Revision Techniques

For some, exams are still going on, so here are some useful tips to help guide you with revision and hopefully make it more fun!

  • Find out from your teacher exactly what you need to revise

Sometimes not all chapters/topics of the module need to be revised for an exam. Therefore, it is important to check with your teacher what you need to study to make sure that you don’t learn too much unnecessary information for the exam.


  • Make a revision timetable

Weeks before exams begin it is a good idea to make a weekly timetable, either on word, excel or it can be hand drawn, so that you know exactly what you need to revise each day. This will help you to get work done so you don’t fall behind with what you need to revise in time for the exam!


  • Find a suitable study space

Some people prefer to study in complete silence to stop themselves from getting distracted and some people prefer to study with some background noise. A good place to go is generally a library, because there are usually places with both the background noise or you can go to the silent study area. I usually find that when I study in my room at home I can be very lazy, therefore I usually prefer to go somewhere outside of home, but everyone’s preference is different!


  • Give yourself breaks

Factor breaks into your timetable, otherwise revision will drive you crazy! Having a break every couple of hours will give you time to relax your head and begin revision again with a fresh mind.


  • Find a study technique that will help you to remember things

Some people remember things by colours, so you may like to write different topics in different colours or highlight key words, so in the exam you will relate the colour to that topic or word.
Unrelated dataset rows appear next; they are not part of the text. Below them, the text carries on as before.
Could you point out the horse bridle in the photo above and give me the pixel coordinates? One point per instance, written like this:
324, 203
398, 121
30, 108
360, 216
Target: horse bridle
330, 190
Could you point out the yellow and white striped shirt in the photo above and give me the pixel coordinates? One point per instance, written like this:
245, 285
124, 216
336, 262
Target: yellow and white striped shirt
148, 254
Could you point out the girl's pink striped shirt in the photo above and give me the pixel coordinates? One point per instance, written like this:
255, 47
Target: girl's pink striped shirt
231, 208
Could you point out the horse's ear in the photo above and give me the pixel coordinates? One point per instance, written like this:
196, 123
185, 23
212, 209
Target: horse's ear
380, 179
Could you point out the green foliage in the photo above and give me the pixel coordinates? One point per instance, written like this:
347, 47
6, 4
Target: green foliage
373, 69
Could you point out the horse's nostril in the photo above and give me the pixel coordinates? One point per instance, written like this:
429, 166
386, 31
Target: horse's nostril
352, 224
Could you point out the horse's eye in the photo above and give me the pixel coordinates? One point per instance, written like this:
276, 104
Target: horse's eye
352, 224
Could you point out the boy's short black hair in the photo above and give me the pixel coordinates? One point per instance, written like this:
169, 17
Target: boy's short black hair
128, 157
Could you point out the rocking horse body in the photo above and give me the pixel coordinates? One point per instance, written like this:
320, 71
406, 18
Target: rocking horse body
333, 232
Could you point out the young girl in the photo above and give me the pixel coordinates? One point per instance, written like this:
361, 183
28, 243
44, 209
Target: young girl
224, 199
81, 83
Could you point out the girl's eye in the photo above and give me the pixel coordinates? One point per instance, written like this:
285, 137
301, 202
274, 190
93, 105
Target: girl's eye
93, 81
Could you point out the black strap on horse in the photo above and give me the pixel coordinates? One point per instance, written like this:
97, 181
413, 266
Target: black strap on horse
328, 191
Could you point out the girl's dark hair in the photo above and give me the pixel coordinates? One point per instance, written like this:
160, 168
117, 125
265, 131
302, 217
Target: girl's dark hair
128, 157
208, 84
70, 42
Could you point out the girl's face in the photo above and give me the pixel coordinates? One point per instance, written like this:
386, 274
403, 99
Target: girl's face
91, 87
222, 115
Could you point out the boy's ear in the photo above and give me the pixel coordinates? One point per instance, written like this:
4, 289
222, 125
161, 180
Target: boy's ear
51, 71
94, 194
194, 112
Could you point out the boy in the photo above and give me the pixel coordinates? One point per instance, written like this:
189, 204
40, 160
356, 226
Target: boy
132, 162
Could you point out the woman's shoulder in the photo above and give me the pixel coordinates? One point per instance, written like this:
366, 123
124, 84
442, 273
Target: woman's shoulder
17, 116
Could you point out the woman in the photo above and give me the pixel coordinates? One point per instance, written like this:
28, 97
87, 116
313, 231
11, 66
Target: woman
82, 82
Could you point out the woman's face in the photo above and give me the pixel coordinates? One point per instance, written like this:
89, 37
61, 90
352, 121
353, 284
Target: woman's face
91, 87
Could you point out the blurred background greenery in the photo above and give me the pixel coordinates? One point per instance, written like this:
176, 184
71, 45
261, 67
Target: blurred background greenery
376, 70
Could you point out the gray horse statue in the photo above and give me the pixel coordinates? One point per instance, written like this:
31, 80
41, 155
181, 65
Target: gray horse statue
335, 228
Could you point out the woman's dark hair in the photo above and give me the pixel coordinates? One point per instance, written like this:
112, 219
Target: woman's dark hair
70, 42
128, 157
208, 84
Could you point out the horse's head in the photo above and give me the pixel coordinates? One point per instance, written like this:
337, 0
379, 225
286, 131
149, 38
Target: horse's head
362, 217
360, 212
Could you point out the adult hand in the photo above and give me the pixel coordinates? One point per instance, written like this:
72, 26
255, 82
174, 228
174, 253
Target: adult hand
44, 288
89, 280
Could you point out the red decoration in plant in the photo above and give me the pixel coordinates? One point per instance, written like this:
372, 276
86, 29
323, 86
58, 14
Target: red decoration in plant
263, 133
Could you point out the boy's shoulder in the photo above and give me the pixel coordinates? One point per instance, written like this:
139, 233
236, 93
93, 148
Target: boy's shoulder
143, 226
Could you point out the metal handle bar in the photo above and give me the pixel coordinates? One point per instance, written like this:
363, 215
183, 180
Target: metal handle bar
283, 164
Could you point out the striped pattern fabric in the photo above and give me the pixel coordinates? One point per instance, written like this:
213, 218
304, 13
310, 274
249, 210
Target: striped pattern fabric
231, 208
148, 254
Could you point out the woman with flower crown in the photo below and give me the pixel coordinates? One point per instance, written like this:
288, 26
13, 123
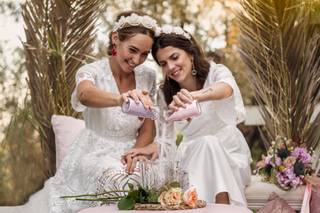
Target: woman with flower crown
101, 88
213, 151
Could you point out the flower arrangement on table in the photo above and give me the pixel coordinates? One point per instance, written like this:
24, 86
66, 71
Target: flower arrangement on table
285, 164
168, 197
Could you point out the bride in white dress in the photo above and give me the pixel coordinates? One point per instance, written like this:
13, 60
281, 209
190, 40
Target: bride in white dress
102, 86
213, 151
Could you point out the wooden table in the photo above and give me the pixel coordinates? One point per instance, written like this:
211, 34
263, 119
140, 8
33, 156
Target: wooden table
210, 208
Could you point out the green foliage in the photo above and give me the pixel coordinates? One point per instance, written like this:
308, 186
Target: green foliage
139, 195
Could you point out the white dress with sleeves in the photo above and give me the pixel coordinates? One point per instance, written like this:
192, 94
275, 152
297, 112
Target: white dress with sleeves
108, 134
213, 151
Some people like to draw pictures and diagrams to remember things as they can picture them in their head in the exam, whereas others just prefer to read through their typed or written notes. Sometimes studying with a friend can help, because then you can test each other and ask each other for advice if you are unsure of anything.


  • Practice past papers

Past papers will give you an idea of the layout and style of the exam, so when you are in the exam you don’t get a shock if you thought it would be multiple choice but it turns out to be essay style questions! Occasionally, the same or similar questions might come up again, therefore it is good to practice so you know what to write about.



I hope this helps you. Best of luck in your exams!